Tree based methods Flashcards
Can tree based methods be used for regression or classifcation problems?
BOTH
Regression Tree Process
- Divide the predictor space into J non-overlapping regions
- For every observation in these regions, make the same prediction which is the mean of that region.
- Uses a top down, greedy approach does only whats best in the NEXT step. Doesn’t necesarily find the optimal tree
- Apply regularization to prune the tree, use CV to choose the regularization parameter.
Classification Tree Process
Same as Regression, except the prediction is just the most commonly occurring class in the terminal node / region.
How to handle categorical variables with trees
You don’t need to dummy code them, it handles the variables automatically!

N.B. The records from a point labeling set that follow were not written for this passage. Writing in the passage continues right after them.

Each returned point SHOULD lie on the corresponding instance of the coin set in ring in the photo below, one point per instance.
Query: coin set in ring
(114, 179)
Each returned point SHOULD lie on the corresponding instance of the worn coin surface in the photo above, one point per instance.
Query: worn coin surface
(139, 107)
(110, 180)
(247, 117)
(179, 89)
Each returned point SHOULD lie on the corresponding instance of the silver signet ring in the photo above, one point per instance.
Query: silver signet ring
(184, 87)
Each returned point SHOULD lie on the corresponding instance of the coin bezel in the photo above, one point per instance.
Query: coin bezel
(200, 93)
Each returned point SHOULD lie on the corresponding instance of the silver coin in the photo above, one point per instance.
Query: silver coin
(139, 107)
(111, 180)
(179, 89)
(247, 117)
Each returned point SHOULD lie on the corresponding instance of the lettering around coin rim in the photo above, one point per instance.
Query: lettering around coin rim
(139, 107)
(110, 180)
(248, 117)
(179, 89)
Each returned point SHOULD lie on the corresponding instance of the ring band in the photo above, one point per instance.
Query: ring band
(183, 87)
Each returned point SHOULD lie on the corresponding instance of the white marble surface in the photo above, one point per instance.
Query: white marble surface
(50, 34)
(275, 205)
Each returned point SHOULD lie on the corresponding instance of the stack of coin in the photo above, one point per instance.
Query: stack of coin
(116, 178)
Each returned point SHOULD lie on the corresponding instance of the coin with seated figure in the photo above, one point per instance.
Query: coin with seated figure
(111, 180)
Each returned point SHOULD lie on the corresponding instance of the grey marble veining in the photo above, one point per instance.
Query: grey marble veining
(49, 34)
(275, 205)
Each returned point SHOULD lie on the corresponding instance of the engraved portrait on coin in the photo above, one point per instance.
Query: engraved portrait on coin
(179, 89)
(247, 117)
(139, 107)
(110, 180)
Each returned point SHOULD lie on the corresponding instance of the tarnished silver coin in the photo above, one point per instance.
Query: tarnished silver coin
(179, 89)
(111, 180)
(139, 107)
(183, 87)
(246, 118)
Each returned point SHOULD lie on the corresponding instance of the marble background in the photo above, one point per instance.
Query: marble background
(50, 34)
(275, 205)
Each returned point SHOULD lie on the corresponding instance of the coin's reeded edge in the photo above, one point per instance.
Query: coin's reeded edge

Pros/Cons of Decision Trees
Interpretability, most closely mirrors human decision making, nice graphical display, don’t have to dummy code categorical variables.
Low predictive power, but - can use methods that aggregate many decision trees like: bagging, boosting, random forest.
Suffer from high variance.
Difference between Bagging and Bootstrap
Bagging = Bootstrap, basically build many predictive models on separate training sets and average the results.
Want to do this with algos that are susceptible to high variance like trees, although can be applied to almost any method.
What happens when Y is qualitative/categorical when you use bagging?
Bagging = Bootstrap, but then it becomes a majority vote of the models
Test Error with bagging
You hold out part of your data set (typically 1/3rd), called Out-Of-Bag observations(OOB).
Disadvantages of Bagging
Bagging = Bootstrap
Can be difficult to interpret the resulting model, because you have lots of trees. HOWEVER can obtain an overall summary of the importance of each predictor using RSS (bagging regression trees), or Gini Index (bagging classification trees).
Variable importance in Bagging vs. Non Bagged Trees
W/Non Bagged Trees, the top most layer of the tree is the most important the lowest level leaves of tree are least important.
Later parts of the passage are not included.